Моя улыбка кажется довольно бледной, но дышать становится легче. Много легче.
— Как пожелаете, мудрейший.
Смиренно откланиваюсь под одобрительным взглядом собеседника, явно переведшего меня задним числом в разряд очередной «внучки», и выхожу за дверь.
Долго отсиживаюсь на галерее, переводя дух и успокаивая разладившиеся нервы, пока чуть припорошенную облаками небесную синь не сменяют горчично-желтые полосы заката.
В то время, когда все собираются на ужин в общей зале, я возвращаюсь обратно в «комнаты», где уже отужинавшее младшее поколение, сидя на мохнатом ковре, с самым серьезным видом ушло в обсуждение мировых проблем.
К несчастью, для этого им взбрело в голову выключить свет, и мой путь до ближайшего кресла оказался не самым гладким.
Суть дискуссии открылась быстро — Кетта утверждала, что пучок синих перьев, принадлежащие ей, светится гораздо ярче, чем какая-то там «лупоглазость с хвостом». Кит успешно оппонировал, предлагая сунуть «остатки бедной птички» в садок и сравнить более наглядно.
Через полчаса исследователи заходят в тупик, но вовремя замечают новое решение проблемы, то есть меня. «Капитану» достается роль арбитра в нелегком споре. Капитан тоскливо смотрит на изрядно подмокший пучок перьев, некогда выдранных из ее же хвоста неким Пешшем для «лабораторных исследований». Результаты исследований потрясали.
С кислым видом сообщаю Киту, что в общей зале его ждет двоюродный брат, и извлекаю перья из садка.
— Это ведь ваши? — Кетта победно фыркает в спину убежавшему мальчику и поворачивается ко мне.
— Откуда ты знаешь? — небрежно взмахиваю уныло обвисшим пучком.
— Вижу, — просто отвечает девочка, вместе со мной наблюдая, как с многострадальные перья роняют мелкие капельки на ковер.
— Вот как…
— А я вас помню, — неожиданно начинает она, строго сведя бровки. — Вы были с мамой. Давно-давно. Еще когда я была маленькой-маленькой, и меня носили в животике.
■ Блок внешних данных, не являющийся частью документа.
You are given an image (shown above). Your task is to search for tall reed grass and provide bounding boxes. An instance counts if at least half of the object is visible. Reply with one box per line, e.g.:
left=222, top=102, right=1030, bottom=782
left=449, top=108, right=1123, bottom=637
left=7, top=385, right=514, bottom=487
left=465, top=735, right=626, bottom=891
Вскидываю брови. Что же ты помнишь о матери?… Знаешь ли, как она умерла? Знаешь, наверняка. И вспоминаешь ведь… легко.
Не замечая моего удивления, девочка продолжает:
— Я помню. И когда маме и мне захотели сделать плохо, я просила вас помочь. Вы помогали. И дядя помогал. И еще там другие — плохо помню. А вы помните?